Problems can arise if you overly identify with your persona. It happens to many young people on social media a lot. Many people present themselves to be a certain fixed identity and they don't want to be anything that contradicts what that is. They can try real hard to come off a certain way to people and if they are ever seen in a different way then that is going to make their ego very very uncomfortable. The persona is not the self or the ego instead the persona is like the mask over your ego. It's not uniform and it's constantly changing. This is why you can have multiple different identities and behave differently depending on who you're around. There are more things you identify with than you show to the world. Those are all the little flaws we all have that we don't want to talk about because it makes us vulnerable. Sometimes personas can get in the way of that.

Because we get social approval for all these social masks we put on it can be very hard to show people what we actually are or what we actually believe in and value, because we repress what we actually are we think we're our social masks. But you're not your identity.

The biggest problem people seem to think is that they think they're their ego. They're not. You have many egocentric biases that try to trick you into thinking you are.

I dislike the word "You" in English. It's probably just as bad as the word "Is", but nevertheless I am forced to use it. The reason why I dislike "You" is because if you think about it, it really doesn't make sense in the way we use it.

"You're this, You're that, You're this, You're that, You're this, You're that!"

It can be very positive or very negative, but the mistake you're going to make is you're going to think you're your ego.

And, of course, any criticism of the belief or the mask is an attack on the person itself. We conflate our masks with ourselves.

We like to think by having certain masks or identities will make our ego feel more complete.

  • "If I have this relationship!"
  • "If I have this social media!"
  • "If I have these friends!"
  • "If I have this amount of money!"
  • "If I have this job!"

Other identifications, attachments, and concepts can fight with each other to make sure your ego feels ok. Since your "I" identifies with a thought, that thought turns it into an identity. If you try to stop identifying with a thought you will only keep identifying with it. The harder you try to repress a thought the more you struggle. Like quicksand. If you repress your ego and you try to deny it the ability to have an identity well that is like trying to pretend the quick sand isn't there. The only thing you can do is observe your thoughts, see them for what they truly are, accept them, and slowly identify with other thoughts.
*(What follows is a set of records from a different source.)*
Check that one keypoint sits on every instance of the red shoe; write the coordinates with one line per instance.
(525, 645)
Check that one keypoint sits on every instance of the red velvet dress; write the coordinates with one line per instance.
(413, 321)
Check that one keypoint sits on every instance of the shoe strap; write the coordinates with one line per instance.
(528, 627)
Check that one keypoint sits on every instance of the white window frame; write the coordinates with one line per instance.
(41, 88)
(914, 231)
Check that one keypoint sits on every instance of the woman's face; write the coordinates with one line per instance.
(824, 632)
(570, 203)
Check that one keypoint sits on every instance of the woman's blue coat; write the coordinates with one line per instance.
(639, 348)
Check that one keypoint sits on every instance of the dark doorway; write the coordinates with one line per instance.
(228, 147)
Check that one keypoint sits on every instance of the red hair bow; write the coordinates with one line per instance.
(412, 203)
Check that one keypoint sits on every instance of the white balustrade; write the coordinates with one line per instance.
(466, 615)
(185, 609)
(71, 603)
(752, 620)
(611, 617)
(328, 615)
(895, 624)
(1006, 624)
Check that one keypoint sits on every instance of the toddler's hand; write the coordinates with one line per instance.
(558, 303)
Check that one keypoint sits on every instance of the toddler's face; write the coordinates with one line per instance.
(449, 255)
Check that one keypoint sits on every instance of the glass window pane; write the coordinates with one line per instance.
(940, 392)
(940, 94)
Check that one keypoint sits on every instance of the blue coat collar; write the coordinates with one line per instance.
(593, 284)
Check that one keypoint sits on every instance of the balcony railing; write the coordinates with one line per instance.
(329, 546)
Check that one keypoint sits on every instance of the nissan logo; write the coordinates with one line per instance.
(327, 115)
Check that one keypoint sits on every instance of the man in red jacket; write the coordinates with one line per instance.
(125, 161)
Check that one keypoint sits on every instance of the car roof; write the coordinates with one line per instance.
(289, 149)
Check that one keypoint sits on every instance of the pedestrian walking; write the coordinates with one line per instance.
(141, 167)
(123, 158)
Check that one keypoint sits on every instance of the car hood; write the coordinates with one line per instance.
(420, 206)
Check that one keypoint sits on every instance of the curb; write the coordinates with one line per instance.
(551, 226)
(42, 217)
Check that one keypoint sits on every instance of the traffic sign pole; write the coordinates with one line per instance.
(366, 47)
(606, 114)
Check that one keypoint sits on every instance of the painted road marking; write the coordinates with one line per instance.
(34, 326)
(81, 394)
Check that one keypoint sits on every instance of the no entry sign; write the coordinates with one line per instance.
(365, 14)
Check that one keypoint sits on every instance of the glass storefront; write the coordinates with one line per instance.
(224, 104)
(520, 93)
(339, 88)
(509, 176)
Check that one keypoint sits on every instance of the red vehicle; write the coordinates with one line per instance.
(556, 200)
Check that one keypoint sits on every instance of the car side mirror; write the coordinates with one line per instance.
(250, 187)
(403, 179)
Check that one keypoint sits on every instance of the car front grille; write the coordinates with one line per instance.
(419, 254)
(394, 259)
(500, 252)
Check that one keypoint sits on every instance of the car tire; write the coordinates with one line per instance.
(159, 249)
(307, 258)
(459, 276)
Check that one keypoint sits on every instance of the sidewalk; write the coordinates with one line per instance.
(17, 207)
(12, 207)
You're not your identity. You identify with things, but you're really not any of those things. It can be hard to wrap your head around this and the ego is going to quickly make sure you forget that.

Instead of thinking "You're this" or "You're that" instead this "You're playing this character" or "You're playing that character." But what happens when "this" or "that" goes away? The identity you played?

The ego is very judgemental. Your brain is built with millions of different implicit biases, ready to take hold and strike at its hearts content. You don't notice the million quick snap judgments your brain is making about people every second. All these stereotypes, generalizations, and biases. These are most likely not true, but we often assume they are. Your brain will not care. It will happily make those emotional biases it if has to survive. And you can't suppress these judgements either. The harder you try, the more they will appear. It will oversimplify people (who are really complex in general) with basic simple labels. Basic simple identifications. I hate it when my brain does this because I know people are complicated and complex. I know there are so many things under the surface than a simple bullshit label. And I feel terrible when I do it.

It's time to take those masks off and realize that the persona and the identity is just something you created. You made it up. It's something that we all just made up. But it can be fun to play with, for at least, a little while.